January 3, 2014
Iskalo Electric Tower LLC AND DOWNTOWN CBD INVESTORS LLC, PLAINTIFFS-RESPONDENTS,
Stantec Consulting Services, Inc., DEFENDANT-APPELLANT.
Appeal from an order of the Supreme Court, Erie County (Donna M. Siwek, J.), entered March 12, 2013. The order granted the motion of plaintiffs for an order determining, inter alia, that they had complied with a conditional order entered May 17, 2012 and denied the cross motion of defendant for an order staying determination of plaintiffs' motion pending the deposition of a certain person.
HARTER SECREST & EMERY LLP, ROCHESTER (F. PAUL GREENE OF COUNSEL), FOR DEFENDANT-APPELLANT.
THE GARAS LAW FIRM, LLP, BUFFALO (JOHN C. GARAS OF COUNSEL), FOR PLAINTIFFS-RESPONDENTS.
PRESENT: CENTRA, J.P., PERADOTTO, CARNI, SCONIERS, AND WHALEN, JJ.
It is hereby ORDERED that the order so appealed from is unanimously affirmed without costs.
Memorandum: Plaintiffs, limited liability companies managed by Iskalo Development Corp. (Iskalo), commenced this action seeking damages for defendant's alleged breach of two commercial leases. Defendant interposed an answer asserting six counterclaims and served a notice demanding the production of documents in 49 categories. Plaintiffs produced approximately 1, 100 pages in response. Defendant deemed that response insufficient and sent plaintiffs' attorney a letter dated December 16, 2011 demanding production of documents in 11 additional categories, and further production of documents in nine of the categories of its initial notice to produce. Defendant subsequently moved to compel production of the requested documents. Plaintiffs did not oppose the motion, and instead produced approximately 1, 700 additional pages of documents. By order entered May 17, 2012, Supreme Court conditionally dismissed the complaint unless plaintiffs "produce[d] for discovery and inspection the documents and information sought in [defendant]'s motion within thirty (30) days of service." Defendant thereafter deposed a former Iskalo employee, who allegedly testified to the existence of documents that had not yet been produced, but which were responsive to defendant's discovery requests. Plaintiffs located those and other documents, and produced thousands of additional pages of documents in July and September 2012. Defendant sent a letter to plaintiffs' attorney stating that, by the self-executing terms of the conditional order of dismissal, the complaint was dismissed for plaintiffs' failure to comply with the discovery mandates set forth in the conditional order, whereupon plaintiffs moved for an order determining, inter alia, that they had complied with the conditional order. Defendant cross-moved for an order staying determination of plaintiffs' motion pending the deposition of Iskalo's executive vice-president. The court granted plaintiffs' motion, finding that "[p]laintiffs made diligent efforts to comply with the Court's Order entered May 17, 2012, " and denied defendant's cross motion. We affirm.
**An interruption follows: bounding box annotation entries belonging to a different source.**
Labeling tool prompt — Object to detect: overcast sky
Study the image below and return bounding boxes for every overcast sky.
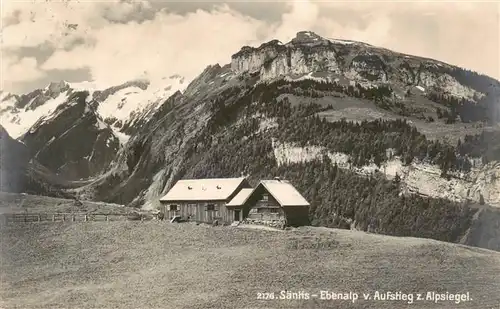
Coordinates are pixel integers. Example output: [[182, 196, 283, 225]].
[[0, 0, 500, 93]]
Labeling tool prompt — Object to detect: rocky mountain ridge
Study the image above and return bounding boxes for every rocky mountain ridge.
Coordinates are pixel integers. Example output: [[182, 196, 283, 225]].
[[1, 32, 500, 247]]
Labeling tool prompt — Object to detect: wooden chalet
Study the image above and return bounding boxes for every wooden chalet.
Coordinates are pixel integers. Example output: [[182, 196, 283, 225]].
[[226, 178, 310, 226], [160, 177, 251, 224], [160, 177, 310, 226]]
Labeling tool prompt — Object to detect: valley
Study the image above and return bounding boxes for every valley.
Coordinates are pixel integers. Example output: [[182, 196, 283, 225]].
[[0, 31, 500, 250]]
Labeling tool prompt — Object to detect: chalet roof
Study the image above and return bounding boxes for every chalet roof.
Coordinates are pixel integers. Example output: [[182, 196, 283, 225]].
[[226, 188, 253, 206], [260, 180, 310, 206], [160, 177, 246, 202]]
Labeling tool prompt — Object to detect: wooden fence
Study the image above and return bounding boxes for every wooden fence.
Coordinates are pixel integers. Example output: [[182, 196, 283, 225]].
[[0, 213, 158, 225]]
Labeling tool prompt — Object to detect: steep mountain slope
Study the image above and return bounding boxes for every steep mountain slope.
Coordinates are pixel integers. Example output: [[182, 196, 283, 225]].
[[0, 75, 185, 142], [4, 32, 500, 249], [19, 92, 120, 179], [0, 76, 184, 180], [0, 125, 71, 197]]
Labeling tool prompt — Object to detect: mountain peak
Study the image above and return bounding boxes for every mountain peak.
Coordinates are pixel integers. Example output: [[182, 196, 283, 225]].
[[292, 31, 325, 43]]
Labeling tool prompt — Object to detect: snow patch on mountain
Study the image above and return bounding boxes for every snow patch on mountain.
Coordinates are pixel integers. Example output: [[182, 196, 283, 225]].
[[273, 141, 500, 207], [0, 75, 187, 143], [0, 92, 68, 138]]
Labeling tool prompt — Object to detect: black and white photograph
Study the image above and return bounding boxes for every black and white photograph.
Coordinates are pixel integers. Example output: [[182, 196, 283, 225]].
[[0, 0, 500, 309]]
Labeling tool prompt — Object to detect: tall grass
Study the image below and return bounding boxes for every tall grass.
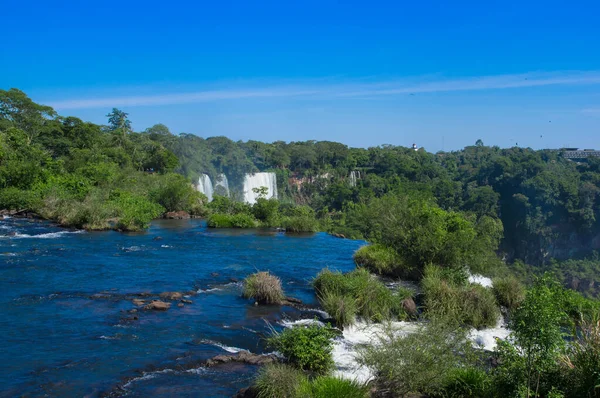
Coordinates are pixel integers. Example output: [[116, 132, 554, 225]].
[[242, 272, 285, 304], [421, 265, 500, 329], [313, 268, 412, 326], [354, 244, 419, 279], [255, 363, 310, 398]]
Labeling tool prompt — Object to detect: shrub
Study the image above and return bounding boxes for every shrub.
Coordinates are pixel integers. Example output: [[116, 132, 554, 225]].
[[354, 244, 418, 279], [421, 265, 500, 328], [243, 272, 285, 304], [230, 213, 256, 228], [281, 216, 318, 232], [492, 276, 525, 311], [267, 324, 334, 374], [439, 366, 491, 398], [311, 376, 369, 398], [319, 292, 357, 328], [255, 363, 308, 398], [358, 321, 473, 397], [313, 268, 412, 326], [207, 213, 256, 228], [561, 314, 600, 398], [207, 213, 233, 228]]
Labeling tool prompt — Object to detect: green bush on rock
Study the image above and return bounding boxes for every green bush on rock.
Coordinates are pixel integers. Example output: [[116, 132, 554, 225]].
[[255, 363, 310, 398], [354, 244, 418, 279], [267, 323, 335, 374], [313, 268, 412, 326], [242, 272, 285, 304], [421, 265, 500, 329]]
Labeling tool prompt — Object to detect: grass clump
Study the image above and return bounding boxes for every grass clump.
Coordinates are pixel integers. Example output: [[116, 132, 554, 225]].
[[358, 320, 473, 397], [354, 244, 417, 279], [267, 324, 335, 374], [492, 276, 525, 311], [207, 213, 257, 228], [255, 363, 309, 398], [242, 272, 285, 304], [421, 265, 500, 329], [313, 268, 412, 326]]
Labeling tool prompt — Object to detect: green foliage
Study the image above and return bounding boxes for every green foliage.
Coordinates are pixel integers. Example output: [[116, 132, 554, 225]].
[[313, 269, 412, 326], [421, 265, 500, 329], [311, 376, 369, 398], [267, 324, 335, 374], [495, 275, 566, 396], [255, 363, 310, 398], [492, 275, 525, 311], [358, 322, 472, 397], [354, 244, 416, 279], [560, 313, 600, 398], [208, 213, 256, 228], [439, 366, 492, 398], [242, 272, 285, 304]]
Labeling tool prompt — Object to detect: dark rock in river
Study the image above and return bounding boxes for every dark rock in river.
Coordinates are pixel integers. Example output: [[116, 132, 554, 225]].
[[165, 211, 190, 220], [159, 292, 183, 300], [144, 300, 171, 311], [402, 297, 417, 316]]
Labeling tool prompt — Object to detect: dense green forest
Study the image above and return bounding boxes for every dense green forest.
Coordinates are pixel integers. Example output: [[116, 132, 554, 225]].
[[0, 89, 600, 398], [0, 89, 600, 295]]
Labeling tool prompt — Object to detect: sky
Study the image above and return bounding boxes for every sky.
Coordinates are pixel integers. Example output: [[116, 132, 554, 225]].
[[0, 0, 600, 152]]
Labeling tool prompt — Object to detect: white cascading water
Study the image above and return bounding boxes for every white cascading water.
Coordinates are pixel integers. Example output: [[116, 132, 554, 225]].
[[196, 174, 214, 202], [350, 170, 360, 187], [215, 174, 229, 197], [244, 173, 277, 204]]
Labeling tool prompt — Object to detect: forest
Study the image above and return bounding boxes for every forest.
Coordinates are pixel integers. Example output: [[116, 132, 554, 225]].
[[0, 89, 600, 397]]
" It is well settled that the court is vested with broad discretion to control discovery and that the court's determination of discovery issues should be disturbed only upon a showing of clear abuse of discretion' " (Eaton v Hungerford, 79 A.D.3d 1627, 1628). The court has the power to grant a conditional order that imposes a sanction upon a party unless that party submits to a discovery request by a certain date (see Gibbs v St. Barnabas Hosp., 16 N.Y.3d 74, 79; Legarreta v Neal, 108 A.D.3d 1067, 1068; see also CPLR 3126). Generally, a "conditional order [of dismissal is] self-executing and [a party]'s failure to produce [the requested] items on or before the date certain' render[s] it absolute' " (Wilson v Galicia Contr. & Restoration Corp., 10 N.Y.3d 827, 830; see Gibbs, 16 N.Y.3d at 78; Burton v Matteliano, 98 A.D.3d 1248, 1250). "Nevertheless, a conditional order, like any other, must be sufficiently specific to be enforceable" (Trabanco v City of New York, 81 A.D.3d 490, 492). Here, the court's conditional order did not give a specific, concrete directive, but rather ordered plaintiffs to disclose "the documents and information sought in [defendant]'s motion." We decline to disturb the court's discretionary determination that the thousands of pages of documents produced by plaintiffs prior to the deadline sufficiently satisfied the numerous categories sought by defendant in its discovery requests (see generally Eaton, 79 A.D.3d at 1628). Finally, we note that, if further depositions yield new facts that would change the court's determination in the order appealed from, defendant may seek relief pursuant to CPLR 2221.